As such, this book seeks to make three specific contributions. First, it focuses on the dynamics of regime change in Iran. By focusing on regime change, the book provides a heuristic model for identifying challenges that have faced all Iranian regimes. Throughout the book, I review the disruptive, bloody nature of regime change and the oppressive strategies of every regime. I also describe how each regime change takes place in the local/global context of the time. As part of this process, I show how with the rise and fall of each regime the meaning of what constitutes Iraniyat (being Iranian or Iranianness) changes in time. By depicting the big picture of regime change, this book contributes to a better understanding of the trends, interruptions, and transformation of Iraniyat as one officially produced regime of truth fails, only to be replaced by another. In that, the meaning attached to Iranian people changes in time, not only from the perspective of the state, but also in the views of its oppositions whose identities get to be formed solely in opposition to the ruling regime. In this context, the very meaning of the Iranian people, their histories, and their ideals remain dependent on the states official identity. Epistemologically speaking then, this book is not about the state or the people as separate or different analytics, concepts, or perspectives. It is instead about the constitutive nature of their relationships.

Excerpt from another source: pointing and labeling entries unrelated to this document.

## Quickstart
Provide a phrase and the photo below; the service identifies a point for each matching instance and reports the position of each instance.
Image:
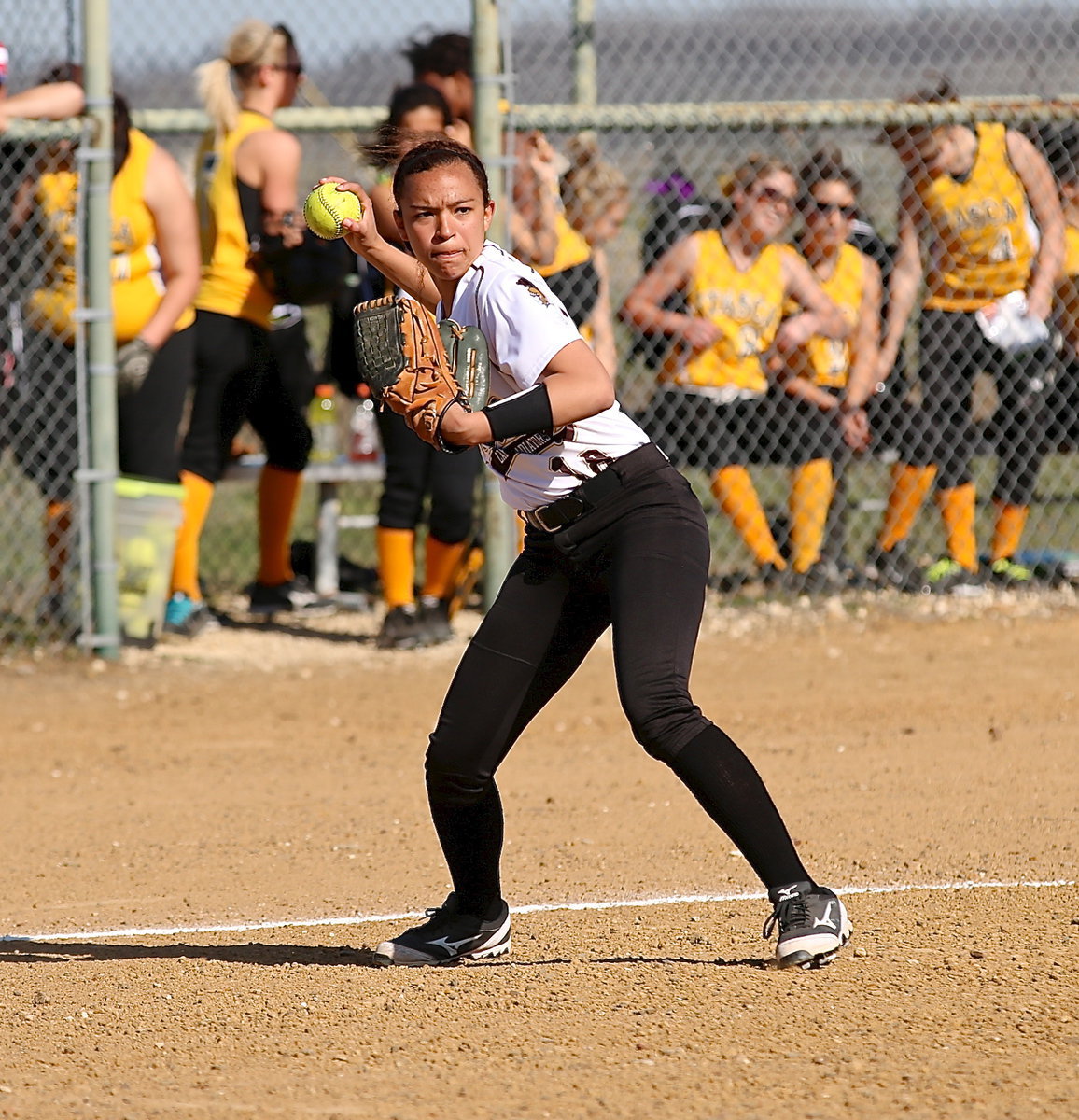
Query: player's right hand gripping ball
(401, 357)
(326, 207)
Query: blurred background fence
(676, 96)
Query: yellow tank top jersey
(137, 281)
(229, 285)
(745, 306)
(1072, 251)
(826, 362)
(571, 249)
(980, 229)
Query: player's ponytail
(251, 45)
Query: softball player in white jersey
(615, 538)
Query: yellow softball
(326, 207)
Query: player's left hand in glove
(418, 369)
(133, 362)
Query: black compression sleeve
(521, 414)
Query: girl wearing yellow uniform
(968, 199)
(155, 273)
(829, 380)
(711, 410)
(246, 189)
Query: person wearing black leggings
(615, 538)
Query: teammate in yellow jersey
(966, 208)
(155, 273)
(711, 410)
(246, 189)
(829, 381)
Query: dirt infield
(258, 777)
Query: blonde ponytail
(251, 45)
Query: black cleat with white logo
(812, 925)
(447, 938)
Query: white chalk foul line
(893, 889)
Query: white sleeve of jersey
(525, 325)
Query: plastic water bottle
(322, 418)
(363, 443)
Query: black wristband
(521, 414)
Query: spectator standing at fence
(155, 274)
(713, 410)
(415, 474)
(616, 539)
(967, 201)
(592, 205)
(828, 381)
(246, 189)
(445, 62)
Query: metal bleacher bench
(328, 476)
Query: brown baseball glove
(401, 357)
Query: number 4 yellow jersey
(983, 242)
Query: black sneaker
(448, 938)
(435, 620)
(294, 597)
(949, 577)
(893, 568)
(812, 925)
(401, 630)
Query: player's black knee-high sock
(732, 793)
(470, 835)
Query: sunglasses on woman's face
(829, 208)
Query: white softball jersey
(525, 326)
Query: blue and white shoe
(188, 616)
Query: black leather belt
(557, 515)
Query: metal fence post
(95, 166)
(499, 535)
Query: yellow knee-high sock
(737, 497)
(199, 494)
(57, 542)
(440, 565)
(278, 496)
(957, 509)
(397, 565)
(910, 485)
(811, 488)
(1007, 532)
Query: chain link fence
(737, 128)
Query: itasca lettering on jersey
(501, 456)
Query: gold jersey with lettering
(744, 305)
(982, 241)
(135, 264)
(571, 247)
(823, 361)
(229, 285)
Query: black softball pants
(236, 379)
(413, 470)
(952, 352)
(638, 564)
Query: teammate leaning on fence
(828, 380)
(246, 189)
(155, 273)
(967, 202)
(615, 538)
(415, 474)
(711, 409)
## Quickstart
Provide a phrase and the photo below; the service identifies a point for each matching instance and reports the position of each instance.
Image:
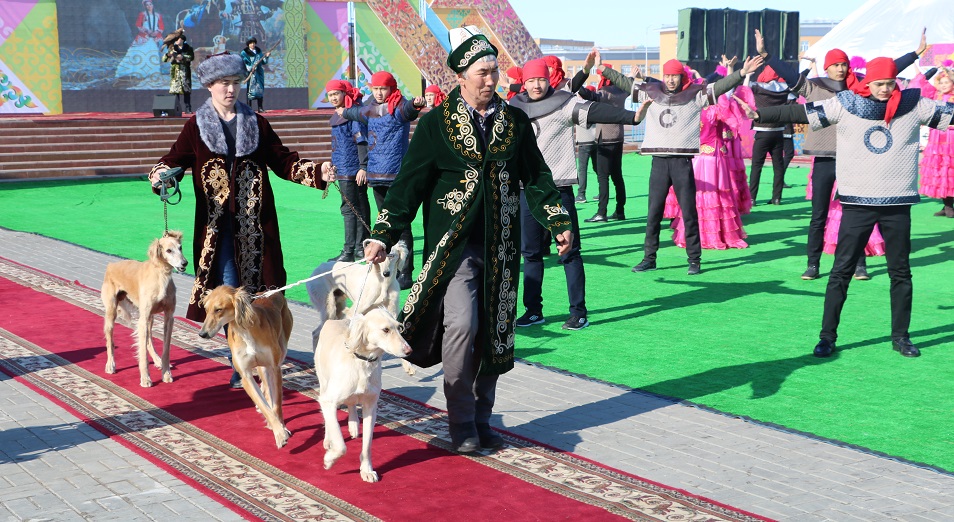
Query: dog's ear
(357, 331)
(155, 250)
(244, 314)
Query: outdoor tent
(892, 28)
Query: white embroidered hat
(468, 44)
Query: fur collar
(210, 129)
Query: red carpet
(210, 436)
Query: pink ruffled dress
(937, 162)
(875, 246)
(722, 192)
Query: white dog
(377, 288)
(348, 366)
(148, 287)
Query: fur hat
(219, 66)
(468, 45)
(171, 38)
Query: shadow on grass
(700, 293)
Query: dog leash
(168, 187)
(270, 293)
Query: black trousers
(534, 243)
(380, 191)
(609, 166)
(675, 172)
(355, 231)
(857, 221)
(585, 154)
(772, 143)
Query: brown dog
(148, 286)
(258, 339)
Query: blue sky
(621, 22)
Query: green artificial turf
(737, 338)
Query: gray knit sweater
(877, 162)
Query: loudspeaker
(691, 35)
(790, 36)
(753, 21)
(715, 34)
(772, 31)
(735, 39)
(166, 106)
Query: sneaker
(861, 273)
(644, 266)
(575, 323)
(529, 319)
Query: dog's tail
(125, 310)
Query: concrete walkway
(53, 467)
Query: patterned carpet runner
(211, 436)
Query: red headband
(351, 94)
(536, 69)
(881, 69)
(557, 74)
(383, 79)
(835, 56)
(767, 75)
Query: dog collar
(363, 358)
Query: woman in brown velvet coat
(230, 149)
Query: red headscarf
(516, 74)
(386, 79)
(557, 74)
(838, 56)
(603, 81)
(674, 66)
(767, 75)
(536, 69)
(439, 95)
(351, 94)
(881, 69)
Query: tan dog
(148, 287)
(376, 288)
(348, 366)
(258, 339)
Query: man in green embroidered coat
(465, 165)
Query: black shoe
(811, 273)
(488, 437)
(905, 348)
(235, 382)
(530, 319)
(464, 437)
(404, 279)
(824, 348)
(344, 257)
(575, 323)
(644, 266)
(861, 273)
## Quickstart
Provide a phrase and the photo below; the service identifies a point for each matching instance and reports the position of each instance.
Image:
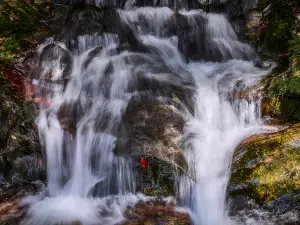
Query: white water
(83, 173)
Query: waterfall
(85, 91)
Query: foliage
(281, 21)
(19, 19)
(268, 165)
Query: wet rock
(153, 129)
(28, 169)
(55, 65)
(265, 167)
(68, 115)
(155, 213)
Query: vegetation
(282, 39)
(269, 165)
(19, 22)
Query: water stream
(84, 175)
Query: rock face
(151, 213)
(266, 168)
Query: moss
(269, 165)
(279, 32)
(19, 20)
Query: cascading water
(81, 113)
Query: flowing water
(86, 181)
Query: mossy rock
(267, 166)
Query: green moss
(279, 32)
(19, 20)
(269, 165)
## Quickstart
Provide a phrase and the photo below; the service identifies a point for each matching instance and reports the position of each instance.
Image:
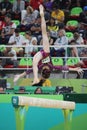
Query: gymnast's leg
(46, 48)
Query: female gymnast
(44, 56)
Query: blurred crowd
(20, 25)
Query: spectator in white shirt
(18, 40)
(8, 28)
(61, 41)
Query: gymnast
(43, 57)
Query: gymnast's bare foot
(41, 8)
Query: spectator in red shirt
(35, 4)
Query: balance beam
(40, 102)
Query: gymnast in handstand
(44, 57)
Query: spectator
(12, 57)
(8, 29)
(36, 29)
(77, 40)
(64, 4)
(28, 19)
(52, 28)
(5, 7)
(61, 40)
(18, 6)
(30, 50)
(58, 15)
(83, 15)
(48, 4)
(82, 30)
(18, 40)
(51, 41)
(35, 4)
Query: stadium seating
(75, 11)
(72, 25)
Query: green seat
(75, 11)
(57, 61)
(30, 90)
(25, 62)
(12, 1)
(2, 48)
(69, 35)
(72, 23)
(17, 22)
(72, 61)
(22, 33)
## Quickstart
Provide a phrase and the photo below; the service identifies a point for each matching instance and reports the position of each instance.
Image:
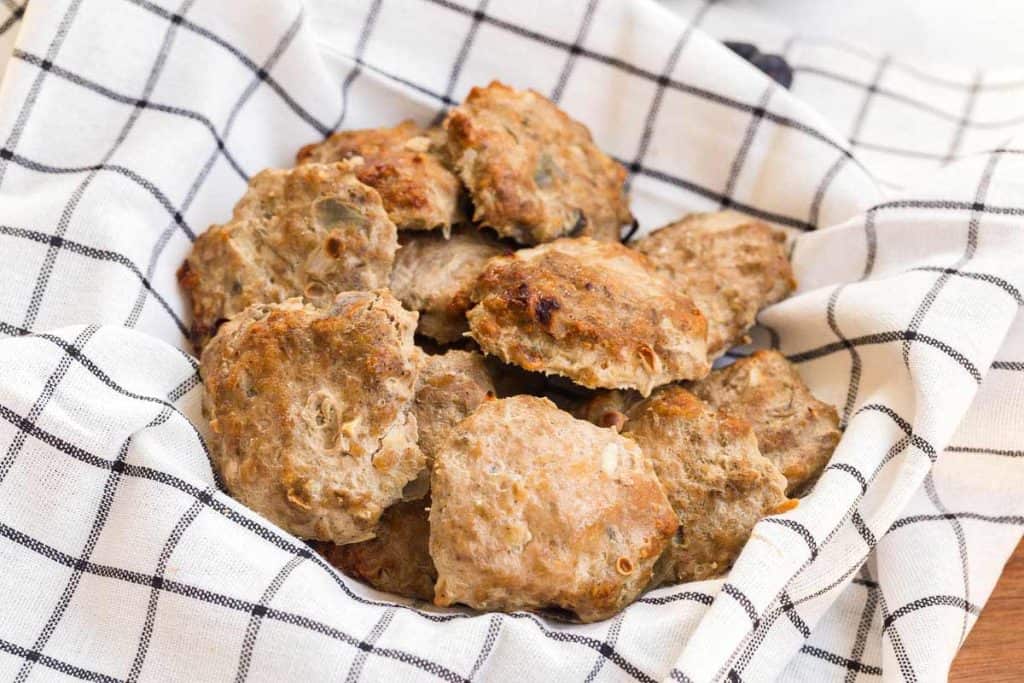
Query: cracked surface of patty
(795, 430)
(407, 165)
(534, 509)
(731, 265)
(310, 231)
(534, 172)
(397, 560)
(593, 311)
(432, 274)
(311, 412)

Second, as a case study of subaltern nationalism, this book contributes to the understanding of the imperial/subaltern linkages in Iranian political development in particular, and, by extension, subaltern nationalism in general. As a subaltern state mired in its asymmetrical relations to imperial powers, every narrative of Iranianness has been infused with internal conflicts with itself. It is as if multiple personalities have formed into one social body in time. Discernible in these social bodies has been the manifestation of two desires: to become imperial-like without becoming imperialized. Yet as a result of developing under imperially produced and imposed conditions of power and knowledge, these two desires have produced various narratives of Iranianness that are in conflict with each other. The common theme among them is how they all embraced some of the imperially produced knowledge with one hand while rejecting, resisting, and resenting imperialism with another. For example, every modern Iranian regime has spoken in the language of modernity to describe freedom from political despotism and freedom to political equality and justice before law, but they all appealed to their situational exceptionalism to violate what they preached. Similarly, every regime came to power by appealing to imperially universalized terms like sovereignty, development, democracy, and constitutionalism, yet they all remained mired in their locally produced particularities.